Painting as Movement — The Body, the Hand, and the Picture Plane
- peter corr
- Aug 29, 2022
- 2 min read
Updated: May 31
A painting captures the movement of the artist's hand as it travels across the canvas — constantly in motion, applying and removing pigment, shapes, and marks. The eye traces this movement, pausing momentarily before continuing its journey across the picture plane. It is impossible to perceive a painting in its entirety at once. Perception ensures that we continually construct and reconstruct the image in the mind, much like a scanner that resists straight lines and uniformity. To describe painting as a form of dance is closer to the truth than it might first appear — a dance focused on the movements of the wrist, hand, and arm, with occasional steps back to assess the whole.

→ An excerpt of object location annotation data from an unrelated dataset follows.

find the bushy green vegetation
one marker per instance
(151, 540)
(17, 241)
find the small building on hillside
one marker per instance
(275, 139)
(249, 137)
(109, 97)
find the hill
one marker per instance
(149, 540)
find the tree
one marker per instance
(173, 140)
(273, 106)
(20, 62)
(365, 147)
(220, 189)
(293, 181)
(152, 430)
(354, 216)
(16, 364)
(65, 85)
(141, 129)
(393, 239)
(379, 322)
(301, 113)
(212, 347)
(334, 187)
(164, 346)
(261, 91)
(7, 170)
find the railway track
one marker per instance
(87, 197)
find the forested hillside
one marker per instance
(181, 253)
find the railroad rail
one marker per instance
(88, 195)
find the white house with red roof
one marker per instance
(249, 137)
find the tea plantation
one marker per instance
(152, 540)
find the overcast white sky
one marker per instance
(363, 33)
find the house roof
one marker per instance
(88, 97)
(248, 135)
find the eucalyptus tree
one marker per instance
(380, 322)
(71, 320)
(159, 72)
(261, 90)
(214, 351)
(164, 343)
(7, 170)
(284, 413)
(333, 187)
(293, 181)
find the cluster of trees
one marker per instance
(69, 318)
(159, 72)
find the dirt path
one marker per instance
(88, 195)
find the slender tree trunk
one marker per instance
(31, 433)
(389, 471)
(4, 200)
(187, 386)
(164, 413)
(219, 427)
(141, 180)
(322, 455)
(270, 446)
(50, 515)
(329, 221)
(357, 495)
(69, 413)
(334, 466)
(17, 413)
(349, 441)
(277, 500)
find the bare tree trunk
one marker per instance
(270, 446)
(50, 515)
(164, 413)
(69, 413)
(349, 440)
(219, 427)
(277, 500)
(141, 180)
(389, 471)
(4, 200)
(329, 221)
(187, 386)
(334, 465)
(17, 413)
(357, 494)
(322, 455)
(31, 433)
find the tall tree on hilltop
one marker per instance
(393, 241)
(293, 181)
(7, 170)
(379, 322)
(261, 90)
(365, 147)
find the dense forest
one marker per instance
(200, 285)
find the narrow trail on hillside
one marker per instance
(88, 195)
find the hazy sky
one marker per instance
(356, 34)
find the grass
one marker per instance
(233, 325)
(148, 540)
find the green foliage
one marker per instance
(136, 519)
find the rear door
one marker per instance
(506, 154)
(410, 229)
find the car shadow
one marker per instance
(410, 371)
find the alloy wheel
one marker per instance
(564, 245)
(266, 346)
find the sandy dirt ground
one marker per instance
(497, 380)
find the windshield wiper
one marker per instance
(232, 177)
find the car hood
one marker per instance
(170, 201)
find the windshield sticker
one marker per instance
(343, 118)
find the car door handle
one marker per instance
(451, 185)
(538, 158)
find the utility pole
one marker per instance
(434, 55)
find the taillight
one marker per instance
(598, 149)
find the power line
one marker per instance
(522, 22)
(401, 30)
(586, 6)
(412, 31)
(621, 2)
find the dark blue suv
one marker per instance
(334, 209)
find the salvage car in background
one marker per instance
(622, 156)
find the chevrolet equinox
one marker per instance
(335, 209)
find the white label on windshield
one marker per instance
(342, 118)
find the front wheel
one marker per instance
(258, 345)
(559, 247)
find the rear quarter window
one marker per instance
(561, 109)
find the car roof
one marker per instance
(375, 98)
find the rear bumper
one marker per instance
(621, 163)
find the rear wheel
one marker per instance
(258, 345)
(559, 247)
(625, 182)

Paul Klee and the Inner World
Paul Klee recognised that the reality we have been conditioned to accept is, in many respects, a fiction. We navigate our lives like sleepwalkers, acting as though we understand what life should be and how it should be lived. We are instructed on how to see, think, know, and comprehend — yet our understanding remains partial and provisional. Klee's paintings resonate with the inner world of the spirit and the transcendent realm of the heart and mind. For him, the physical act of painting is essential: it serves as a reminder of our material bodies, our mortality, and our dual nature as both observers and the observed.

The Symbolism of Trees and Forests
The symbolism associated with trees is ancient and far-reaching — encompassing themes of enlightenment, wisdom, protection, and guidance. Forests amplify this power. They tower over us and endure for generations, serving as silent witnesses to events long past. The forest floor is alive with constant activity: decomposing matter, fostering new growth, sustaining cycles of renewal — all without seeking recognition or reward.
In my own work, the forest recurs not as a subject to be described but as a presence to be inhabited. It is a threshold — a space in which the familiar becomes strange, and in which the act of looking becomes something closer to listening.